Frieden und Stabilität sichern
Sefcovic betonte bei der Vorstellung der EU-Vorschläge die Bedeutung für Frieden und die Stabilität in Nordirland. Er zeigte sich tief beeindruckt von Gesprächen über den EU-Austritt des Vereinigten Königreichs mit Interessenvertretern in der Region Nordirlands. An die britische Regierung gerichtet sagte er: «Ich hoffe wirklich, dass wir dieselben Ziele von Frieden, Stabilität und Wohlstand auf der Insel Irland haben. Und, dass wir uns einig sind, dass Unternehmen und Menschen in Nordirland vom Zugang zu beiden Märkten enorm profitieren würden.»
Die EU-Kommission umwirbt nun Menschen und Unternehmen in Nordirland. Das könnte mit sinkendem Vertrauen in die Regierung in London zu tun haben. Zweifel an deren Aufrichtigkeit säte der ehemalige Chefberater des britischen Premierministers Boris Johnson, Dominic Cummings, am Dienstagabend. Er habe nie vorgehabt, das Protokoll umzusetzen, gab Cummings zu.

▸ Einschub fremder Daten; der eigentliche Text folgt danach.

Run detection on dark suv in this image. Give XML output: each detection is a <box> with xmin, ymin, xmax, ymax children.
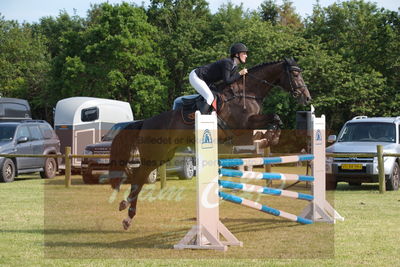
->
<box><xmin>0</xmin><ymin>120</ymin><xmax>61</xmax><ymax>182</ymax></box>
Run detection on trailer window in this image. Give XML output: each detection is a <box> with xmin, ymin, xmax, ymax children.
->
<box><xmin>81</xmin><ymin>107</ymin><xmax>99</xmax><ymax>122</ymax></box>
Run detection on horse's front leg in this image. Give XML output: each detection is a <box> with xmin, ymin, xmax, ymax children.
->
<box><xmin>247</xmin><ymin>113</ymin><xmax>282</xmax><ymax>129</ymax></box>
<box><xmin>248</xmin><ymin>114</ymin><xmax>282</xmax><ymax>147</ymax></box>
<box><xmin>120</xmin><ymin>183</ymin><xmax>143</xmax><ymax>230</ymax></box>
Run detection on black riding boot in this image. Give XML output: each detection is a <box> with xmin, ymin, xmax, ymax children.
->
<box><xmin>199</xmin><ymin>102</ymin><xmax>211</xmax><ymax>114</ymax></box>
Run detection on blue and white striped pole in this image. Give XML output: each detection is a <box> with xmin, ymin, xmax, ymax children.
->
<box><xmin>219</xmin><ymin>191</ymin><xmax>313</xmax><ymax>224</ymax></box>
<box><xmin>219</xmin><ymin>168</ymin><xmax>314</xmax><ymax>182</ymax></box>
<box><xmin>218</xmin><ymin>154</ymin><xmax>314</xmax><ymax>167</ymax></box>
<box><xmin>219</xmin><ymin>180</ymin><xmax>314</xmax><ymax>201</ymax></box>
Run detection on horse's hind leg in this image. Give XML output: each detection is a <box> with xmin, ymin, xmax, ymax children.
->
<box><xmin>120</xmin><ymin>183</ymin><xmax>143</xmax><ymax>230</ymax></box>
<box><xmin>109</xmin><ymin>122</ymin><xmax>142</xmax><ymax>190</ymax></box>
<box><xmin>119</xmin><ymin>183</ymin><xmax>141</xmax><ymax>211</ymax></box>
<box><xmin>119</xmin><ymin>166</ymin><xmax>153</xmax><ymax>230</ymax></box>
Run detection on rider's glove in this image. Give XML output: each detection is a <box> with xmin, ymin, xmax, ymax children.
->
<box><xmin>239</xmin><ymin>69</ymin><xmax>248</xmax><ymax>76</ymax></box>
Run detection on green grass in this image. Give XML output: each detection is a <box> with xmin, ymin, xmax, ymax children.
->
<box><xmin>0</xmin><ymin>168</ymin><xmax>399</xmax><ymax>266</ymax></box>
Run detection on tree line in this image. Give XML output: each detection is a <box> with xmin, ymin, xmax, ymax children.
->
<box><xmin>0</xmin><ymin>0</ymin><xmax>399</xmax><ymax>131</ymax></box>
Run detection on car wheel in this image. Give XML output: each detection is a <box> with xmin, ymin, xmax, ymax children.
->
<box><xmin>386</xmin><ymin>162</ymin><xmax>399</xmax><ymax>191</ymax></box>
<box><xmin>0</xmin><ymin>158</ymin><xmax>16</xmax><ymax>183</ymax></box>
<box><xmin>178</xmin><ymin>157</ymin><xmax>195</xmax><ymax>180</ymax></box>
<box><xmin>40</xmin><ymin>158</ymin><xmax>57</xmax><ymax>179</ymax></box>
<box><xmin>146</xmin><ymin>169</ymin><xmax>157</xmax><ymax>184</ymax></box>
<box><xmin>326</xmin><ymin>174</ymin><xmax>337</xmax><ymax>190</ymax></box>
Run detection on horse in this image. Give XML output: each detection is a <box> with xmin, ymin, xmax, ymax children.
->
<box><xmin>108</xmin><ymin>58</ymin><xmax>311</xmax><ymax>230</ymax></box>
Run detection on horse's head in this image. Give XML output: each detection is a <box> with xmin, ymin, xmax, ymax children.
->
<box><xmin>216</xmin><ymin>58</ymin><xmax>311</xmax><ymax>130</ymax></box>
<box><xmin>280</xmin><ymin>58</ymin><xmax>311</xmax><ymax>105</ymax></box>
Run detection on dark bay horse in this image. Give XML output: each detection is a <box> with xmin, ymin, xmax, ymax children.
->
<box><xmin>109</xmin><ymin>58</ymin><xmax>311</xmax><ymax>230</ymax></box>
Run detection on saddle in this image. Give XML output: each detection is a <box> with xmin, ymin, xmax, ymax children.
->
<box><xmin>179</xmin><ymin>92</ymin><xmax>221</xmax><ymax>124</ymax></box>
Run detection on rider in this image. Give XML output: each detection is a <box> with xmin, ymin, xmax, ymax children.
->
<box><xmin>189</xmin><ymin>43</ymin><xmax>249</xmax><ymax>114</ymax></box>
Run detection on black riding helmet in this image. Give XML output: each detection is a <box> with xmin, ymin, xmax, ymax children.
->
<box><xmin>230</xmin><ymin>43</ymin><xmax>248</xmax><ymax>57</ymax></box>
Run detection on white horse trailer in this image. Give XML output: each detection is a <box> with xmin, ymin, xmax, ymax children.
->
<box><xmin>54</xmin><ymin>97</ymin><xmax>134</xmax><ymax>171</ymax></box>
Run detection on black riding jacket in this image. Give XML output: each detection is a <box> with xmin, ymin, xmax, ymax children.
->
<box><xmin>195</xmin><ymin>58</ymin><xmax>241</xmax><ymax>87</ymax></box>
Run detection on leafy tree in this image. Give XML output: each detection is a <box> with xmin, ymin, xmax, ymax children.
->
<box><xmin>33</xmin><ymin>12</ymin><xmax>85</xmax><ymax>58</ymax></box>
<box><xmin>299</xmin><ymin>46</ymin><xmax>386</xmax><ymax>130</ymax></box>
<box><xmin>304</xmin><ymin>0</ymin><xmax>399</xmax><ymax>130</ymax></box>
<box><xmin>279</xmin><ymin>0</ymin><xmax>303</xmax><ymax>28</ymax></box>
<box><xmin>147</xmin><ymin>0</ymin><xmax>211</xmax><ymax>106</ymax></box>
<box><xmin>259</xmin><ymin>0</ymin><xmax>279</xmax><ymax>25</ymax></box>
<box><xmin>30</xmin><ymin>12</ymin><xmax>86</xmax><ymax>121</ymax></box>
<box><xmin>0</xmin><ymin>16</ymin><xmax>51</xmax><ymax>119</ymax></box>
<box><xmin>259</xmin><ymin>0</ymin><xmax>303</xmax><ymax>28</ymax></box>
<box><xmin>47</xmin><ymin>3</ymin><xmax>167</xmax><ymax>119</ymax></box>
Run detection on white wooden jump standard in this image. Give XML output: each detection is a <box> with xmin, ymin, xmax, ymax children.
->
<box><xmin>174</xmin><ymin>111</ymin><xmax>242</xmax><ymax>251</ymax></box>
<box><xmin>300</xmin><ymin>109</ymin><xmax>343</xmax><ymax>223</ymax></box>
<box><xmin>174</xmin><ymin>110</ymin><xmax>343</xmax><ymax>251</ymax></box>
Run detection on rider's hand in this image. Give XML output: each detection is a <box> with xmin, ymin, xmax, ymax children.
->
<box><xmin>239</xmin><ymin>68</ymin><xmax>248</xmax><ymax>76</ymax></box>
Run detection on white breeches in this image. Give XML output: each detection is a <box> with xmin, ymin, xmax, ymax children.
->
<box><xmin>189</xmin><ymin>69</ymin><xmax>214</xmax><ymax>105</ymax></box>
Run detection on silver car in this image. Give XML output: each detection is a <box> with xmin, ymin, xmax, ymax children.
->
<box><xmin>326</xmin><ymin>116</ymin><xmax>400</xmax><ymax>190</ymax></box>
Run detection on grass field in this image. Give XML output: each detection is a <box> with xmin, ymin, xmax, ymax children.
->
<box><xmin>1</xmin><ymin>167</ymin><xmax>399</xmax><ymax>266</ymax></box>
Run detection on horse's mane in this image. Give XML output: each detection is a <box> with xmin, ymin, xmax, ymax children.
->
<box><xmin>248</xmin><ymin>58</ymin><xmax>298</xmax><ymax>73</ymax></box>
<box><xmin>217</xmin><ymin>58</ymin><xmax>297</xmax><ymax>92</ymax></box>
<box><xmin>248</xmin><ymin>60</ymin><xmax>283</xmax><ymax>72</ymax></box>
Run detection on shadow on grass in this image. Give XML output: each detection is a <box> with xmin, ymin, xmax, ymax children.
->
<box><xmin>1</xmin><ymin>228</ymin><xmax>121</xmax><ymax>235</ymax></box>
<box><xmin>43</xmin><ymin>229</ymin><xmax>184</xmax><ymax>250</ymax></box>
<box><xmin>220</xmin><ymin>217</ymin><xmax>303</xmax><ymax>234</ymax></box>
<box><xmin>2</xmin><ymin>228</ymin><xmax>180</xmax><ymax>249</ymax></box>
<box><xmin>45</xmin><ymin>177</ymin><xmax>85</xmax><ymax>186</ymax></box>
<box><xmin>14</xmin><ymin>175</ymin><xmax>41</xmax><ymax>182</ymax></box>
<box><xmin>3</xmin><ymin>218</ymin><xmax>303</xmax><ymax>251</ymax></box>
<box><xmin>334</xmin><ymin>183</ymin><xmax>381</xmax><ymax>191</ymax></box>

Der Plan sei gewesen, eine Einigung bei den Gesprächen zum EU-Austritt des Vereinigten Königreichs mit Brüssel zu erzielen. Dadurch die Parlamentswahl 2019 zu gewinnen und dann «die Teile, die uns nicht gefallen», loszuwerden, schrieb er auf Twitter.
Zollaufwand soll halbiert werden
Irlands Vizeregierungschef Leo Varadkar warnte die britische Regierung davor, weltweit Vertrauen zu verspielen, sollte sich dies als wahr herausstellen.

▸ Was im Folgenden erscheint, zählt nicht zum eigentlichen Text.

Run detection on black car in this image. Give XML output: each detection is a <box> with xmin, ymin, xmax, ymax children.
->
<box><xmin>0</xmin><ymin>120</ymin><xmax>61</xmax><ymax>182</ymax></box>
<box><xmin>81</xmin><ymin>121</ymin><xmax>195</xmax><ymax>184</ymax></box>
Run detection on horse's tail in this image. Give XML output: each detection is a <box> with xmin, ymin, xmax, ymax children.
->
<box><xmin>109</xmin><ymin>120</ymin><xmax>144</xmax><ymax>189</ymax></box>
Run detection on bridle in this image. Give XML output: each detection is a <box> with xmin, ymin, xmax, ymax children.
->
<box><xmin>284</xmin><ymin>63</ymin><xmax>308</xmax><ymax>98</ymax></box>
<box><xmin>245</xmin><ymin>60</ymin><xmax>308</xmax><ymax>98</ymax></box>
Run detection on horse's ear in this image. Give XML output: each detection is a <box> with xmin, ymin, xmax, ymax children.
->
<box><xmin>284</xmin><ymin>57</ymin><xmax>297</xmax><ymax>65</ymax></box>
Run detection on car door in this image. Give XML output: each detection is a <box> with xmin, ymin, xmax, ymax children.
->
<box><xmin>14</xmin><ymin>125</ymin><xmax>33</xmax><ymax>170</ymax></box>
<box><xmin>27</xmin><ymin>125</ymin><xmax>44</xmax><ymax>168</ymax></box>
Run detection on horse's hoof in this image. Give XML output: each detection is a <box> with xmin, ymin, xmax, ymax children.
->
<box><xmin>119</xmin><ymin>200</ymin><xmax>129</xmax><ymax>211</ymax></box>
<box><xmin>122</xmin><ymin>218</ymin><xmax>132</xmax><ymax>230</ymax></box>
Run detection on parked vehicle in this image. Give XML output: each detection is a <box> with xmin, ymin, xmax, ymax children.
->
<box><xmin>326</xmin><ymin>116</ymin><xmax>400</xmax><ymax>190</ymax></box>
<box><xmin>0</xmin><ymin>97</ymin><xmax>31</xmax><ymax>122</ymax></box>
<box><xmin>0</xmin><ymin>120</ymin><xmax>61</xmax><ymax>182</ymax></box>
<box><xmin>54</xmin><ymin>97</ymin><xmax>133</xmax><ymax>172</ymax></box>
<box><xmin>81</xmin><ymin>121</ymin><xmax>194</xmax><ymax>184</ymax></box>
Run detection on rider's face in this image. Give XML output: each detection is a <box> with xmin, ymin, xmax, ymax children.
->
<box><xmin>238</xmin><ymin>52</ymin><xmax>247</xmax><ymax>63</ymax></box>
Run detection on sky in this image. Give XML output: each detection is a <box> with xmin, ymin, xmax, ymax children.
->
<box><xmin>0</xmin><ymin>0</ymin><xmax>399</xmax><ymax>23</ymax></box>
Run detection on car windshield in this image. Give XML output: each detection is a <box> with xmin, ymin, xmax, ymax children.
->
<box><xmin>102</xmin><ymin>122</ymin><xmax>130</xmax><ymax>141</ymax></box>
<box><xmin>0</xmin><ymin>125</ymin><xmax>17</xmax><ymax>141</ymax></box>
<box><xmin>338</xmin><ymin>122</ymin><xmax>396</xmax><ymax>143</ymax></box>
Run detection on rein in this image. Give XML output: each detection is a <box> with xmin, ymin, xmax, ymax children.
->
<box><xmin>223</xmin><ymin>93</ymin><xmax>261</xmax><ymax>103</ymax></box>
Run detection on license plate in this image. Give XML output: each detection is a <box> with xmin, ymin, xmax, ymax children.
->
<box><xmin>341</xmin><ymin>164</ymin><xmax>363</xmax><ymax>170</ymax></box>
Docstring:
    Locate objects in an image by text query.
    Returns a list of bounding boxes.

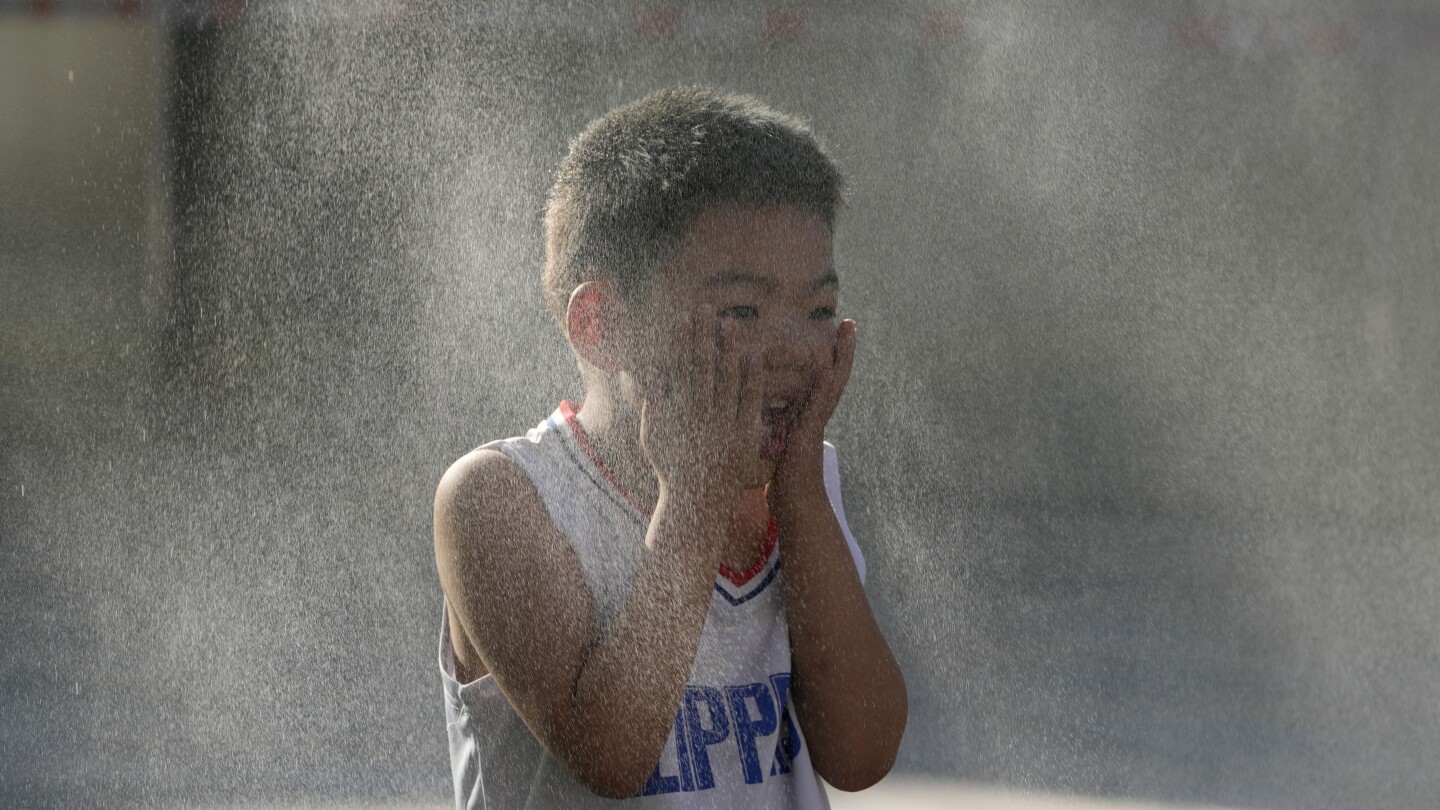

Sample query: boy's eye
[720,305,759,320]
[810,306,837,321]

Die Vorschläge der EU-Kommission sehen auch vor, andere Beteiligte stärker in die Umsetzung des Protokolls einzubinden. Vor allem Gruppen, Behörden, Organisationen und andere Interessensträger aus Nordirland.
Ein weiteres Angebot sieht vor, den Papieraufwand bei Zoll-Formalitäten unter Auflagen, um die Hälfte zu reduzieren. In den kommenden Tagen sollen sich Sefcovic und sein britischer Kollege David Frost treffen. Konkrete Ergebnisse könnten aber bis Ende des Jahres auf sich warten lassen. Die Gespräche zum EU-Austritt des Vereinigten Königreichs werden andauern.